An SEC spokeswoman in a statement said, “We believe the panel decision was correct and will continue to defend the Commission’s order before the full court.”

A Nasdaq spokesman declined to comment.

The diversity rule, proposed by Nasdaq to the SEC in December 2020, required each Nasdaq-listed company to publicly disclose information on the gender, racial characteristics, and LGBTQ+ status of the company’s board of directors.

The rule further required each exchange-listed company “to have, or explain why it does not have, at least two members of its board of directors who are Diverse, including at least one director who self-identifies as female and at least one director who self-identifies as an Underrepresented Minority or LGBTQ+.”

Underrepresented minorities include Blacks, African-Americans, Hispanics, Native Americans or Alaska Native, Native Hawaiian or Pacific Islands. LGBTQ+ is defined as “an individual who self-identifies as any of the following: lesbian, gay, bisexual, transgender, or as a member of the queer community.”

Nasdaq, at the time of the proposal, said its goal was “to provide stakeholders with a better understanding of the company’s current board composition and enhance investor confidence that all listed companies are considering diversity in the context of selecting directors.”

The exchange said its rationale for the rule was partly based on an analysis of “more than two dozen studies that found an association between diverse boards and better financial performance and corporate governance.”

The SEC approved the proposed rule in August 2021, finding that the rule could encourage some Nasdaq-listed companies to increase diversity on their boards while noting that the rules did not mandate “any particular board composition.”

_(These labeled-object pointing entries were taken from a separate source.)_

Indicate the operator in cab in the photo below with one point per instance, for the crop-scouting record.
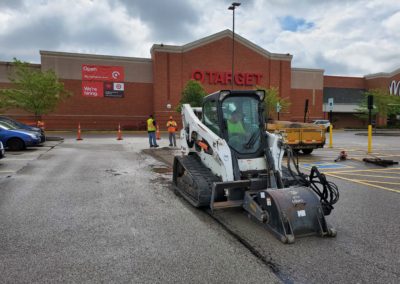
(235, 125)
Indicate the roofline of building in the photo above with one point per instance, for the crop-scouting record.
(308, 69)
(215, 37)
(382, 74)
(11, 63)
(93, 56)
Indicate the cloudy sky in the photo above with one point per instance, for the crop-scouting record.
(343, 37)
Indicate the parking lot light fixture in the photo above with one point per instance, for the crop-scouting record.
(233, 7)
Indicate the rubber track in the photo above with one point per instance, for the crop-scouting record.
(203, 179)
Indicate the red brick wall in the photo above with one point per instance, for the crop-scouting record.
(344, 82)
(298, 98)
(171, 71)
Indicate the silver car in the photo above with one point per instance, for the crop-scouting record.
(322, 122)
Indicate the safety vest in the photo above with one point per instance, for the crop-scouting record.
(235, 128)
(150, 125)
(171, 126)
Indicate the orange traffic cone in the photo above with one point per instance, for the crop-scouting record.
(79, 133)
(119, 137)
(158, 133)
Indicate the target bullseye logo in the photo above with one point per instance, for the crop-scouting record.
(119, 86)
(115, 74)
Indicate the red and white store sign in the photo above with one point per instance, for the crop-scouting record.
(102, 73)
(93, 89)
(394, 88)
(225, 78)
(102, 81)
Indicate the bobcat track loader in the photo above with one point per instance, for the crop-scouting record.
(223, 166)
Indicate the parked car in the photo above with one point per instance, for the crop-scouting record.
(323, 122)
(1, 150)
(24, 126)
(17, 139)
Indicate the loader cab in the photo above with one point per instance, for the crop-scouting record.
(237, 117)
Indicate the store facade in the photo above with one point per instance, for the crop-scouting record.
(111, 90)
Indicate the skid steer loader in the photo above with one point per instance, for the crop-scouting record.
(228, 160)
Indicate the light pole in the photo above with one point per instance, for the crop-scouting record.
(233, 7)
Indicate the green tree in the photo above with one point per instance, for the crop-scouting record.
(32, 90)
(192, 94)
(271, 100)
(385, 105)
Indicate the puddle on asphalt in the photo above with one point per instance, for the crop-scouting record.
(162, 170)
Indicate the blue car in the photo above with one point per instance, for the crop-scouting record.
(16, 139)
(23, 126)
(1, 151)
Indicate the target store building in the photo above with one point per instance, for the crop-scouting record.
(111, 90)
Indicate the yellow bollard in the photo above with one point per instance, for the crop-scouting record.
(369, 138)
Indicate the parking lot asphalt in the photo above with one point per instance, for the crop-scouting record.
(103, 210)
(367, 246)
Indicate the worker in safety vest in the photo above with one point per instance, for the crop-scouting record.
(151, 131)
(235, 125)
(172, 127)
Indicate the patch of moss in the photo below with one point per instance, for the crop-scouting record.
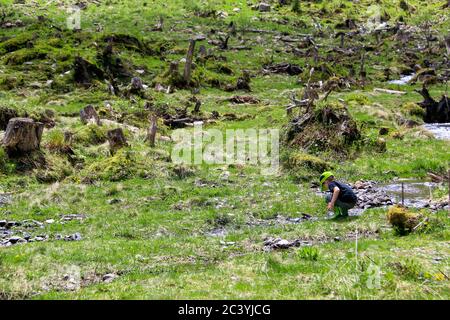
(24, 55)
(56, 169)
(413, 109)
(298, 160)
(402, 219)
(90, 134)
(16, 43)
(115, 168)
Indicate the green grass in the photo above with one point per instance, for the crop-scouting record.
(152, 227)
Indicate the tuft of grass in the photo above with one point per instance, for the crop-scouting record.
(402, 219)
(308, 253)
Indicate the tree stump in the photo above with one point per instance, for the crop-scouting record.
(243, 82)
(188, 65)
(23, 135)
(88, 114)
(116, 140)
(151, 134)
(6, 114)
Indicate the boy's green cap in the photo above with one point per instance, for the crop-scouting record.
(323, 177)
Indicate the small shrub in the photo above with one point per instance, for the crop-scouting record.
(182, 171)
(55, 140)
(409, 269)
(90, 134)
(118, 167)
(296, 6)
(402, 219)
(413, 109)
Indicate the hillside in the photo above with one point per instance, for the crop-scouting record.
(355, 87)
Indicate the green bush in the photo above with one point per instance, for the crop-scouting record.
(308, 253)
(118, 167)
(55, 140)
(90, 134)
(413, 109)
(56, 169)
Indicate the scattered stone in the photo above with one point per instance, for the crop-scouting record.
(278, 243)
(73, 237)
(16, 239)
(109, 277)
(262, 7)
(225, 176)
(244, 99)
(70, 217)
(287, 68)
(114, 201)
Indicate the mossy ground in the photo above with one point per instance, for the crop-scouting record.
(157, 235)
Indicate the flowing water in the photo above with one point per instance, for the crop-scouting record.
(417, 193)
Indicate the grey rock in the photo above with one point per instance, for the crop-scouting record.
(114, 201)
(263, 7)
(109, 277)
(16, 239)
(73, 237)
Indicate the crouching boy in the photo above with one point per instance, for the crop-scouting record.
(342, 197)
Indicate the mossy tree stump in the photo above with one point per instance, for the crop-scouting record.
(116, 140)
(88, 114)
(23, 136)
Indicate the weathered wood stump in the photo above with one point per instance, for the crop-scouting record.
(151, 134)
(6, 114)
(23, 135)
(116, 140)
(88, 114)
(189, 58)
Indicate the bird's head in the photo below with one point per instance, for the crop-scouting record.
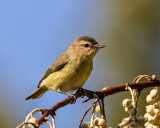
(85, 46)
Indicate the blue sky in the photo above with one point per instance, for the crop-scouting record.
(33, 33)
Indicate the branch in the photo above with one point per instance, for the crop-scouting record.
(101, 94)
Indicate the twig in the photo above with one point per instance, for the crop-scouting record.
(87, 112)
(105, 92)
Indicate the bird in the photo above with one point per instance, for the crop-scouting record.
(71, 69)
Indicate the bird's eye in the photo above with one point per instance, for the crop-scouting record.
(86, 45)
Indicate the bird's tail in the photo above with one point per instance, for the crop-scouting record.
(36, 94)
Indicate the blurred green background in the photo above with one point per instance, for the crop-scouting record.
(34, 33)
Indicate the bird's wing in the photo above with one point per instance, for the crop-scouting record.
(60, 62)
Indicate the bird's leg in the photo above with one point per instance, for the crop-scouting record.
(69, 95)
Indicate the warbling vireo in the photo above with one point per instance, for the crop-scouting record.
(71, 69)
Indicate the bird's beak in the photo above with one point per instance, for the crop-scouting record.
(100, 46)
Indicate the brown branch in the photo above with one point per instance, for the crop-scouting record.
(101, 94)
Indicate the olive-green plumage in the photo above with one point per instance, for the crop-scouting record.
(71, 69)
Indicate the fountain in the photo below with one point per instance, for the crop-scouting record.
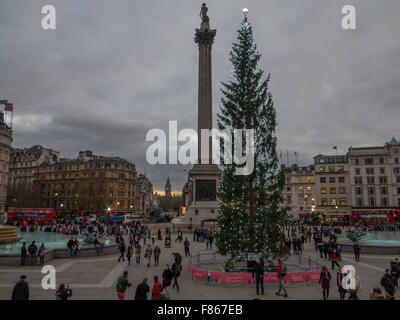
(8, 234)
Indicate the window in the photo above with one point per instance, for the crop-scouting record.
(358, 180)
(383, 179)
(371, 202)
(369, 170)
(370, 180)
(369, 160)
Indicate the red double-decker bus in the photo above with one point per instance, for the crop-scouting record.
(39, 215)
(367, 215)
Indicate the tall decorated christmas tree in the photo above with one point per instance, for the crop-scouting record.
(250, 212)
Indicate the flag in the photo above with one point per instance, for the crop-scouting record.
(9, 107)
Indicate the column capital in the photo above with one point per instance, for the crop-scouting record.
(205, 37)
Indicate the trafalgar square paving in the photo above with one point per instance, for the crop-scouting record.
(95, 278)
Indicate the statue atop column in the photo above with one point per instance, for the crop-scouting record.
(203, 13)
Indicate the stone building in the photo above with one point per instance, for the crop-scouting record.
(375, 176)
(299, 191)
(5, 151)
(332, 184)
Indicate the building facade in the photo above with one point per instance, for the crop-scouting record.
(5, 151)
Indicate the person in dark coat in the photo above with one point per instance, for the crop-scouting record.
(258, 271)
(389, 282)
(324, 280)
(142, 290)
(21, 290)
(23, 254)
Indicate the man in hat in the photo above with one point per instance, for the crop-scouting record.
(21, 290)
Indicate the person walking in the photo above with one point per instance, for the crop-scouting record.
(281, 274)
(142, 290)
(129, 254)
(122, 250)
(32, 253)
(339, 281)
(186, 245)
(122, 284)
(63, 292)
(21, 289)
(324, 281)
(167, 279)
(389, 282)
(334, 259)
(156, 252)
(42, 253)
(259, 271)
(23, 254)
(176, 272)
(356, 249)
(138, 253)
(157, 289)
(148, 254)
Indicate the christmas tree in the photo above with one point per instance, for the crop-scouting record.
(250, 213)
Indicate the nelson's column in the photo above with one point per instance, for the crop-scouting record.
(203, 179)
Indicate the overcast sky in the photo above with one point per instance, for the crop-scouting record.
(112, 70)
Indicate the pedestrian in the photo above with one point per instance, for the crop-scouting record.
(122, 284)
(148, 254)
(324, 281)
(156, 252)
(121, 250)
(157, 289)
(357, 249)
(21, 289)
(389, 282)
(138, 253)
(63, 292)
(142, 290)
(281, 272)
(176, 272)
(129, 254)
(186, 245)
(334, 259)
(167, 279)
(32, 253)
(23, 254)
(258, 271)
(339, 280)
(42, 252)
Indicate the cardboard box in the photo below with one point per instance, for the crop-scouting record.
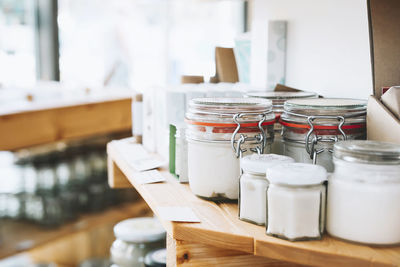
(384, 21)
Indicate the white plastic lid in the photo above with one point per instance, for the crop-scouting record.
(139, 230)
(300, 174)
(260, 163)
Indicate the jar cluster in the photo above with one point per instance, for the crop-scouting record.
(296, 166)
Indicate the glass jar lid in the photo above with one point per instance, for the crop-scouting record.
(258, 164)
(299, 110)
(139, 230)
(325, 106)
(272, 95)
(279, 98)
(222, 110)
(366, 151)
(296, 174)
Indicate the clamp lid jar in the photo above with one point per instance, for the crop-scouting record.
(219, 132)
(278, 99)
(364, 191)
(312, 126)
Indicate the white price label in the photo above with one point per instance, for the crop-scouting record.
(177, 214)
(149, 177)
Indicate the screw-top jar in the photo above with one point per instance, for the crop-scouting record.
(135, 238)
(312, 126)
(278, 99)
(219, 132)
(296, 198)
(364, 193)
(253, 185)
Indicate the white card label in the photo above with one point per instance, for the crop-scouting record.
(146, 164)
(177, 214)
(149, 177)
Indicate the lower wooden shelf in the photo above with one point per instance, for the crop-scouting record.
(89, 236)
(221, 239)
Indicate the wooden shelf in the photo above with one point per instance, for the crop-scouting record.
(37, 124)
(224, 239)
(50, 244)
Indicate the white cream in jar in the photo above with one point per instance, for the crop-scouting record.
(364, 193)
(296, 198)
(219, 132)
(253, 185)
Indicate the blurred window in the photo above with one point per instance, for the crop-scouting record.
(143, 42)
(17, 42)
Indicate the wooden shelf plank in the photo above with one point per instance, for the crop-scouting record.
(34, 126)
(221, 228)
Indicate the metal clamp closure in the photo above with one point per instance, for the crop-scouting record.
(310, 144)
(260, 139)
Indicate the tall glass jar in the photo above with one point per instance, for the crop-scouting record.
(312, 126)
(296, 198)
(364, 193)
(219, 132)
(253, 185)
(135, 238)
(278, 99)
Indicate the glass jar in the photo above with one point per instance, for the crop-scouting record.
(312, 126)
(46, 175)
(364, 193)
(253, 185)
(296, 198)
(135, 238)
(278, 99)
(156, 258)
(219, 132)
(181, 164)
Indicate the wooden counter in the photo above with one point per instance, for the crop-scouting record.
(36, 124)
(89, 236)
(221, 239)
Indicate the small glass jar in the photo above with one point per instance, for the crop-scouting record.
(156, 258)
(312, 126)
(296, 198)
(135, 238)
(253, 185)
(364, 193)
(278, 99)
(219, 132)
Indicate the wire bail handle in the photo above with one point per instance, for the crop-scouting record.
(310, 144)
(260, 138)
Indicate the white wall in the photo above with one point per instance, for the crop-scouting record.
(327, 44)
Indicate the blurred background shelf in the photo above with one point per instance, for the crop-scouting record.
(46, 123)
(89, 236)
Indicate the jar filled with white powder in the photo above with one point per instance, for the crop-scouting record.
(219, 132)
(135, 238)
(312, 126)
(364, 193)
(253, 185)
(278, 99)
(296, 198)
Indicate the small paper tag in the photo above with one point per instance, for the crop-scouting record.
(177, 214)
(146, 164)
(149, 177)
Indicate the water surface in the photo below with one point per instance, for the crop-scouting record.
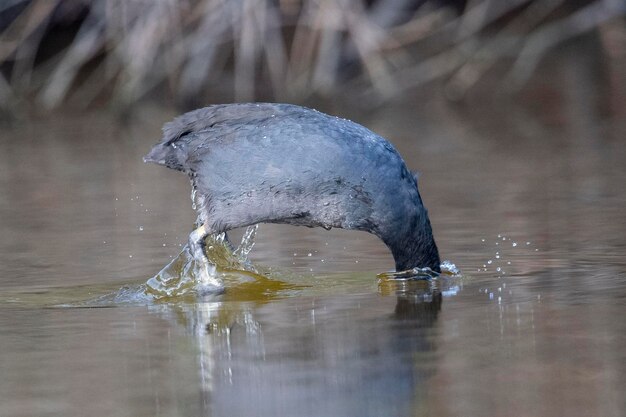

Days after that approval was issued, the Alliance for Fair Board Recruitment filed a petition with the 5th Circuit Court of Appeals seeking review of the SEC’s decision.

The National Center for Public Policy Research soon after was added as a petitioner for the challenge, which claimed the rules violated both the First and Fourteenth Amendments of the U.S. Constitution and the SEC’s obligations under the Exchange Act and the Administrative Procedure Act. The First Amendment protects freedom of speech and of association, while the Fourteenth Amendment requires due process and equal protection under the law.

The three-judge panel on the appeals court said the challenge failed because the SEC’s approval of the diversity rule complied with both the Exchange Act and the Administrative Procedure Act.

The panel also rejected the argument by the petitioners that Nasdaq was a government entity bound by the Constitution and that the exchange’s rules in the case are attributable to the government.

“Nasdaq is a private entity,” the judges noted in their ruling. “It is a private limited liability company wholly owned by Nasdaq, Inc., a publicly traded corporation.”

“While Nasdaq must register with and is heavily regulated by the SEC, the Supreme Court has made clear that a private entity does not become a state actor merely by virtue of being regulated,” the panel wrote.